Par J. Milandu Lumoni -

La décision de la création de l’Etat du Sud Congo est une décision lourde de conséquences. Son objectif est avant tout de préserver le Peuple du Sud Congo en vue de faire face au décret silencieux mais aux conséquences atroces bien visibles.

L’interrogation jadis d’Ambroïse Noumazalaye : « Peut-on faire la démocratie au Congo avec un Nord Congo moins peuplé ? » A cette curieuse interrogation, Ernest N’Dalla lui répondit en substance : « Nous sommes dans le même parti, tout ira bien ! »

De son côté, sentant l’approche du vent de la pérestroïka, M. Sassou Nguesso appela les siens à la « réconciliation inter-nordiste » au détriment de l’unité nationale jusqu’à affirmer « Celui qui me remplacera n’est pas encore né. »
L’interrogation de M. Noumazalaye a fini par trouver sa réponse. Toutes les guerres dites civiles, qui n’en étaient pas, avaient pour but de résoudre cet épineux problème du Sud Congo trop peuplé par rapport au Nord Congo.

Quant à la « réconciliation inter-nordiste », M. Sassou Nguesso y a contribué en mettant en place la politique de discrimination des Congolais en lieu et place de la politique de la réconciliation nationale, à savoir la mise en place de l’Etat du Nord Congo avec sa politique clanique où la quasi-totalité des commandements est assurée par les ressortissants du Nord Congo.
Du point de vue de M. Sassou Nguesso, il a raison de ne pas vouloir l’unité nationale ou la mise en place d’un gouvernement d’union nationale parce qu’au sein de ce type de gouvernement chacun a voix au chapitre. Or, son pouvoir lui est venu d’un coup de force le 5 juin 1997 avec toutes les conséquences que l’on sait.
De même, l’on sait aussi qu’il est impossible de demander des comptes ou de critiquer le bilan de sa gouvernance dès lors où il a accédé au pouvoir par coup d’Etat et donc aucun véritable organisme public voire démocratique ne peut lui faire opposition de son bilan.

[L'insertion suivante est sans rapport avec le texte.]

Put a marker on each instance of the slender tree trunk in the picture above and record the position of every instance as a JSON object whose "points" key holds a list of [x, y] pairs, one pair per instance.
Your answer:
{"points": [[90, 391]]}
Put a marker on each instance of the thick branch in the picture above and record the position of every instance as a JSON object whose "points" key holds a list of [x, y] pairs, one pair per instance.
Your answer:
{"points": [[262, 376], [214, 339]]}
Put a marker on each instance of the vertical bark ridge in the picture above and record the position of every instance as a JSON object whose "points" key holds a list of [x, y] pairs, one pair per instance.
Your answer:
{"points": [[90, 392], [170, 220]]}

C’est pourquoi, compte-tenu des faits ci-après :

- Coup d’Etat du 5 juin 1997 et mise entre parenthèse de la Constitution du 15 Mars 1992 approuvée par 96% de la population avec un taux de participation de près de 98%, promulguée par le président en exercice d’abord, à savoir M. Sassou Nguesso ;
- Transition flexible de 5 ans avec l’ensemble des pouvoirs aux mains d’un seul homme, à savoir M. Sassou Nguesso ;
- Guerres menées contre les populations des régions du sud du Congo, avec l’appui des mercenaires et des armées étrangères en vue de réduire le nombre d’habitants dans les régions sud du Congo afin que l’interrogation de M. Ambroïse Noumazalaye trouve une réponse ;
- Constitution du 20 Janvier 2002 voulue par la seule volonté de M. Sassou Nguesso et imposée au Peuple du Congo dont l’étendu de tous les pouvoirs sont dévolus au seul Sassou Nguesso ;
- Discrimination des Congolais par la politique clanique de l’ethnie Mbochi d’Oyo qui conserve pour elle seule toutes les devises de l’exportation des matières premières et occupe 99% de tous les commandements ;
- Création de fait de l’Etat du Nord Congo ayant pour capitale Oyo où M. Sassou Nguesso reçoit les présidents, chefs d’Etat et de gouvernement en visite officielle alors que c’est Brazzaville qui d’après l’Art. 1 de sa Constitution est la capitale de la République du Congo ;
- Volonté de modification de ladite Constitution pour pouvoir se représenter en 2016 alors que sa propre Constitution le lui interdit.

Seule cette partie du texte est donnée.